Electric Vehicles 🔋🚙
On July 4, Chinese [electric vehicle] maker BYD said it will invest the equivalent of US$620 million in a new industrial complex in northeastern Brazil, as it aims to boost local production to offer more competitive prices.
The complex, made up of three plants, will be built in the Camacari industrial park in the northeastern state of Bahia, on land formerly occupied by a Ford plant that closed in 2021.
…Operation at the plants is expected to start in mid-2024. One of the plants will be dedicated to production of chassis for buses and electric trucks.
The second plant will be focused on hybrid and electric cars with an initial production estimated at 150,000 cars per year, while the third will process lithium and iron phosphate for the foreign market. The complex would generate over 5,000 jobs, the company added.
The announcement follows talks held during Lula’s visit to China last April (see TCS April 24 for further background), when the Brazilian president met with BYD’s CEO. (RP)
Critical Minerals 🔋🪨
China’s Zijin Mining Group Co., Ltd. is in advanced talks to build a plant in Argentina that will turn some of the nation’s huge lithium reserves into cathodes used to make electric-vehicle batteries.
Zijin has agreed to partner with Camyen, Catamarca’s provincial mining company, and a unit of Argentine state-run energy firm Yacimientos Petrolíferos Fiscales S.A. in the project, according to two people familiar with the matter who aren’t authorized to speak publicly.
The plant would produce 50,000 metric tons a year of lithium iron phosphate for cathodes, with operations set to begin as soon as next year, the people said. Zijin’s Tres Quebradas lithium mine in Catamarca (see TCS March 27, 2022 for purchase details) is scheduled to come online in the fourth quarter.
…Among other Chinese investments in Argentina, Ganfeng Lithium Group Co. is the majority owner of Minera Exar S.A., which recently became the South American country’s first lithium project in years to enter production.

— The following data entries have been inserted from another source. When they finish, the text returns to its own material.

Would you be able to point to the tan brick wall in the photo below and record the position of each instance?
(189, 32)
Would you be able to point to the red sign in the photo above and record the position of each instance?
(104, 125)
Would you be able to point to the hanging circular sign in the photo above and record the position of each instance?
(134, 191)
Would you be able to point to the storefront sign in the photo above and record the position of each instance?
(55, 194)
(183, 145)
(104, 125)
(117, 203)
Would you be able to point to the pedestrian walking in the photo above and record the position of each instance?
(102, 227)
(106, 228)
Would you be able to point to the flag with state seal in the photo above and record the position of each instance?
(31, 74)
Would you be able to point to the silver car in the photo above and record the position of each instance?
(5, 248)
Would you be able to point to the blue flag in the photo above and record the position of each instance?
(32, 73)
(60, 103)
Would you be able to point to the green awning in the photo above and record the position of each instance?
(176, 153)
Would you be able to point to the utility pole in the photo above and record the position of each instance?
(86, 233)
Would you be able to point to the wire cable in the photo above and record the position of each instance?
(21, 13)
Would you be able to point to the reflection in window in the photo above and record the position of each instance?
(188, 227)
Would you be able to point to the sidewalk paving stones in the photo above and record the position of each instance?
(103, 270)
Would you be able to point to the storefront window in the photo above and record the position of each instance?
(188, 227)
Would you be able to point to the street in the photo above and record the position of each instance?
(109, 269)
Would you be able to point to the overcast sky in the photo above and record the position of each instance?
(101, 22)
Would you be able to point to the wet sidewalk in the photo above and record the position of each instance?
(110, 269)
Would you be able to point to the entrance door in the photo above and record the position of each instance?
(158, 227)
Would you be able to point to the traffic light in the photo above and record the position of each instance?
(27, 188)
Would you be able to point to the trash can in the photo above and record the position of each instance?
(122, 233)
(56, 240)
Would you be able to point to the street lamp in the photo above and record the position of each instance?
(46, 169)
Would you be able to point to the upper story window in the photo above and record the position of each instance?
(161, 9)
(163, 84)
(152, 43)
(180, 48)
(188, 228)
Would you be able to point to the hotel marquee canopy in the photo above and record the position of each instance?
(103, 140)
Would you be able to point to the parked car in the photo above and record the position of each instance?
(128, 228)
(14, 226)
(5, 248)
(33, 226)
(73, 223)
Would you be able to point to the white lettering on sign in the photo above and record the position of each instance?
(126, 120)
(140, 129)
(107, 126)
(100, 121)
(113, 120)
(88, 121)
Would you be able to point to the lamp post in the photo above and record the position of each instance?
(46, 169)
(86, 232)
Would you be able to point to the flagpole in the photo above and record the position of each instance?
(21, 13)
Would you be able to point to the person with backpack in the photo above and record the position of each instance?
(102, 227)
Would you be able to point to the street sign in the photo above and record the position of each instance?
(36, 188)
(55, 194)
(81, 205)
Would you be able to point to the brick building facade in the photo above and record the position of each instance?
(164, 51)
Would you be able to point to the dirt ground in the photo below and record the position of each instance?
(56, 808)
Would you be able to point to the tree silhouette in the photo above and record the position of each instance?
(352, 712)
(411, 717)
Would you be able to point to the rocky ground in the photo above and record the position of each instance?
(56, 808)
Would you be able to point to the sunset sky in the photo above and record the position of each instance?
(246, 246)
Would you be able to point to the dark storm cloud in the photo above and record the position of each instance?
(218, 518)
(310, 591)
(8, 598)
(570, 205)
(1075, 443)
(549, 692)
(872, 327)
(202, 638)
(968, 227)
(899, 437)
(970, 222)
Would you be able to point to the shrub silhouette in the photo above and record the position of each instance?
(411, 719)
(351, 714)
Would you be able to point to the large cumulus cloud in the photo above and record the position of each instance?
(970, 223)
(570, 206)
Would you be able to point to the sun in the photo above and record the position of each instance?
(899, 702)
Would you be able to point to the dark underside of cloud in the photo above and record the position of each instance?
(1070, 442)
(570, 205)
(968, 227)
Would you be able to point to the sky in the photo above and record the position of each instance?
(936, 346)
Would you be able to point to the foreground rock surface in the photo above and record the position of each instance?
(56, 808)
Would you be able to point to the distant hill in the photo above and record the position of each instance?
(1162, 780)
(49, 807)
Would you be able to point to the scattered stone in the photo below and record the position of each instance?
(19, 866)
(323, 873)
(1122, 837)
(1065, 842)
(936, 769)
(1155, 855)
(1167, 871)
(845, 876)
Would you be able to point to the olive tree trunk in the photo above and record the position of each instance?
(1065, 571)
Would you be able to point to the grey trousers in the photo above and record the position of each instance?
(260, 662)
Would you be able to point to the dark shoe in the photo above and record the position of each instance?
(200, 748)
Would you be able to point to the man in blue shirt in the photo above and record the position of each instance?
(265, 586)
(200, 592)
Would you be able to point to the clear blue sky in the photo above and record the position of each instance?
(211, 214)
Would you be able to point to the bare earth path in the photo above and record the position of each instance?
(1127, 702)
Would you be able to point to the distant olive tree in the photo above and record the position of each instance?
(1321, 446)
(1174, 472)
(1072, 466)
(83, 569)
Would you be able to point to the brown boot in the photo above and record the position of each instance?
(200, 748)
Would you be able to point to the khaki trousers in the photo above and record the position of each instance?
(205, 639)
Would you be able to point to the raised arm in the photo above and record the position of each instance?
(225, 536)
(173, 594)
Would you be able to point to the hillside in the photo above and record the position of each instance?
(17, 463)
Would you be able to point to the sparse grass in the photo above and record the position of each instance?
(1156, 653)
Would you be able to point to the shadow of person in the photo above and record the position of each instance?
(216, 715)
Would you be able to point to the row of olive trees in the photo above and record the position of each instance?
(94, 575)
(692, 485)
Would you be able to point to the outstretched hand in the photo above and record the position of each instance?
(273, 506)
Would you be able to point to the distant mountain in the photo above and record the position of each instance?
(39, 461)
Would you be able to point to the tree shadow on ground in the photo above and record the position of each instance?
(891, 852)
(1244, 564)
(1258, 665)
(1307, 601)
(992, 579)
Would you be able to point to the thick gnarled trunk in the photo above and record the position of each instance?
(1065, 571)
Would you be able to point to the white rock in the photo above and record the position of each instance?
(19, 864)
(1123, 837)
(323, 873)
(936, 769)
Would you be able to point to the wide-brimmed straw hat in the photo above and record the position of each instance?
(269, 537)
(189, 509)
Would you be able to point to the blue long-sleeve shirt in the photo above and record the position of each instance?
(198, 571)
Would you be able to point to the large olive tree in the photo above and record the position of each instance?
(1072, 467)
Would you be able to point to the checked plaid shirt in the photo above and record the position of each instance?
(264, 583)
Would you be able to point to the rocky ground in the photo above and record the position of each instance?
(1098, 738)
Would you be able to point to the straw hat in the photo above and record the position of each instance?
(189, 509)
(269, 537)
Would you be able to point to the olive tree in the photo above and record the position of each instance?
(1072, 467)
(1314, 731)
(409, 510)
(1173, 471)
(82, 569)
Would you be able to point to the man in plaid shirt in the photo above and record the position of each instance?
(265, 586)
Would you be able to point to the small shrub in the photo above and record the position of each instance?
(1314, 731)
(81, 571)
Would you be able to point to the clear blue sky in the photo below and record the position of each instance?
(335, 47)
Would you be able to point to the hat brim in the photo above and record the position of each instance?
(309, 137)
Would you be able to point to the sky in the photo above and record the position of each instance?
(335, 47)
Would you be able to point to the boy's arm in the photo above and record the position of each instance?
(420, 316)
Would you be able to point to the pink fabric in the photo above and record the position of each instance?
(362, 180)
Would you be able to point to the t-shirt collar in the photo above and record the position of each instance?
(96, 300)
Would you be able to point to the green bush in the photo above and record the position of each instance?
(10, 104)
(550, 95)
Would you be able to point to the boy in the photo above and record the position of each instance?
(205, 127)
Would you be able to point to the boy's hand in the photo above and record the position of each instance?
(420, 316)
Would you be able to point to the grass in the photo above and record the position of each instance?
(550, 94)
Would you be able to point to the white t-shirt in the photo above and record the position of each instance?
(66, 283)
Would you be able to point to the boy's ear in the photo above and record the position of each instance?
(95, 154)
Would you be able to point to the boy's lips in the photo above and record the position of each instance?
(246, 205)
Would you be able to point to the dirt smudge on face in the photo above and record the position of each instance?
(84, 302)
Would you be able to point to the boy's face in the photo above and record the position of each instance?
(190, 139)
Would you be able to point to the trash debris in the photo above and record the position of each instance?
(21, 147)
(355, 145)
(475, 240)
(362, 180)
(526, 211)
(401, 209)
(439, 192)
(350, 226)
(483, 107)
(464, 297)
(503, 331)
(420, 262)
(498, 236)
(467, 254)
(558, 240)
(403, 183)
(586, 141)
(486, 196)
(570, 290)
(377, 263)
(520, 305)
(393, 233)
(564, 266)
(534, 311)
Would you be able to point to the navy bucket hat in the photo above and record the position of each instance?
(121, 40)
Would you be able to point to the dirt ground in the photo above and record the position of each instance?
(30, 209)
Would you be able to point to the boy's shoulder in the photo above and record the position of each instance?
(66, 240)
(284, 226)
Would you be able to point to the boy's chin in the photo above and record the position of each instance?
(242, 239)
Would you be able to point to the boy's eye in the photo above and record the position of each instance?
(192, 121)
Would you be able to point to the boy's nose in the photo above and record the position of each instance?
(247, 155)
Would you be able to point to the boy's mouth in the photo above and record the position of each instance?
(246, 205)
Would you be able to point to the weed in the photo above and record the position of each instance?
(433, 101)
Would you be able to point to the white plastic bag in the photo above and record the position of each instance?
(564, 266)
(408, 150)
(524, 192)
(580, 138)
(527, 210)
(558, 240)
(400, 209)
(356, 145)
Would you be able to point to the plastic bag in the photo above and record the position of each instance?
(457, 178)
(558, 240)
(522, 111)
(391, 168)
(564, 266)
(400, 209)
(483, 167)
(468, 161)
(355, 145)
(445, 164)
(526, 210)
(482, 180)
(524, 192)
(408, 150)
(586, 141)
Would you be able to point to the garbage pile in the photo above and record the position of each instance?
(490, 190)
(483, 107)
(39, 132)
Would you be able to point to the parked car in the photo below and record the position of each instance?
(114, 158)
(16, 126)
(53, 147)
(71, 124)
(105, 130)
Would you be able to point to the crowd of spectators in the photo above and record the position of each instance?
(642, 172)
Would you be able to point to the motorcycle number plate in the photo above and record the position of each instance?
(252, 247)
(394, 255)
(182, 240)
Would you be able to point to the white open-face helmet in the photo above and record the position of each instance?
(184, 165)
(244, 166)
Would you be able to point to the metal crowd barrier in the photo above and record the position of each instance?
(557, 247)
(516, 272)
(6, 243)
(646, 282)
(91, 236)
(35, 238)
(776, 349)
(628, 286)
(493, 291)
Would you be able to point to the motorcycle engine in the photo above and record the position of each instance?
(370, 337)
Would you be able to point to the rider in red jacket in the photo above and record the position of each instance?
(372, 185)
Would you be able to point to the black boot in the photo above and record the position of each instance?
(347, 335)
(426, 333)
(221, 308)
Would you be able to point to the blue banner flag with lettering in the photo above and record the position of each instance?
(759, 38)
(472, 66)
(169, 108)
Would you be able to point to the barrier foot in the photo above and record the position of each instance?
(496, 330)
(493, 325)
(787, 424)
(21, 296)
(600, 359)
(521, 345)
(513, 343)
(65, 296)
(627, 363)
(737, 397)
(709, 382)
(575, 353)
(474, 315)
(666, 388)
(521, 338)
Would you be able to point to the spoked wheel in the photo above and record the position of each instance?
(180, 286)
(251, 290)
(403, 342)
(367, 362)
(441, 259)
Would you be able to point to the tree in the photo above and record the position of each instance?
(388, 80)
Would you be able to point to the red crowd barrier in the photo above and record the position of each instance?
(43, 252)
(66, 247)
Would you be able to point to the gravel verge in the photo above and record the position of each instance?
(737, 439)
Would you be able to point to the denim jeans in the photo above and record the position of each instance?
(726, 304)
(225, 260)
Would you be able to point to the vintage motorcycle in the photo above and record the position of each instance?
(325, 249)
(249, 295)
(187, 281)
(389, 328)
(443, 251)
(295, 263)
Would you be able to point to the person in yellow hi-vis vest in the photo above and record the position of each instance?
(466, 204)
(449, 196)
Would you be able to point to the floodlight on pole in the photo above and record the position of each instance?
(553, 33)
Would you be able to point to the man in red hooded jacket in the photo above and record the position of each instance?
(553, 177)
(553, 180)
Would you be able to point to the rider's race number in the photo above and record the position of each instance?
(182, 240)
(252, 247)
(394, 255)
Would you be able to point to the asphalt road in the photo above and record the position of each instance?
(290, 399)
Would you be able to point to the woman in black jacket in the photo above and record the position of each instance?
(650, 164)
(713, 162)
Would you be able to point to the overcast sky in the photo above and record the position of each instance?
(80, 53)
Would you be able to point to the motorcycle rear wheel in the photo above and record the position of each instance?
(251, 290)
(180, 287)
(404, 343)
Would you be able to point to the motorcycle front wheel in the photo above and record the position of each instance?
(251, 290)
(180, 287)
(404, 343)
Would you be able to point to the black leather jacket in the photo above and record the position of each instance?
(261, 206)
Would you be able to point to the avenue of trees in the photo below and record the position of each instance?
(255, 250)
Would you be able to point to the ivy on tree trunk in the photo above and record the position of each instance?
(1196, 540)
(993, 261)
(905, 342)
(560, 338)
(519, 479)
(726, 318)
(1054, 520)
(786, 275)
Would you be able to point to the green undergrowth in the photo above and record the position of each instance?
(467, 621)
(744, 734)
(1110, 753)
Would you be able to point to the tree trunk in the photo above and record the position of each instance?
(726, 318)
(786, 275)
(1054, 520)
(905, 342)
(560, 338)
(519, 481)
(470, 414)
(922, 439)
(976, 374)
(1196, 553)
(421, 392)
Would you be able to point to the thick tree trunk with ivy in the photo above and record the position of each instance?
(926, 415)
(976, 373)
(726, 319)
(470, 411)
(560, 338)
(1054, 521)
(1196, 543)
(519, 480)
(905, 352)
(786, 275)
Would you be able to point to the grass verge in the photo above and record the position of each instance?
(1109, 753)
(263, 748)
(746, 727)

Ganfeng also spent almost US$1 billion last year to acquire another Argentine project (see TCS July 26, 2022 for further background on its Lithea Inc.’s acquisition).
China has shown a willingness to help Argentina with its downstream ambitions. Chinese carmaker Chery Inc. wants to build a US$400 million EV and battery plant in Argentina’s Santa Fe Province (see TCS March 4, 2022), while Jujuy province said it’s been in talks with suitors from China to make cathodes there in the framework of the Caucharí-Olaroz project. (RP)
Background: Zijin Mining Group Co., Ltd. (“Zijin”) 🔎
Founded in 1986 as Shanghang Mineral Company, Zijin has risen to become a global player engaged in the exploration and development of copper, gold, lithium, and zinc mines, as well as engineering and technological research. Headquartered in Shanghang (Fujian province), Zijin has been listed at the Hong Kong and Shanghai stock exchanges since December 2003 and April 2008 respectively.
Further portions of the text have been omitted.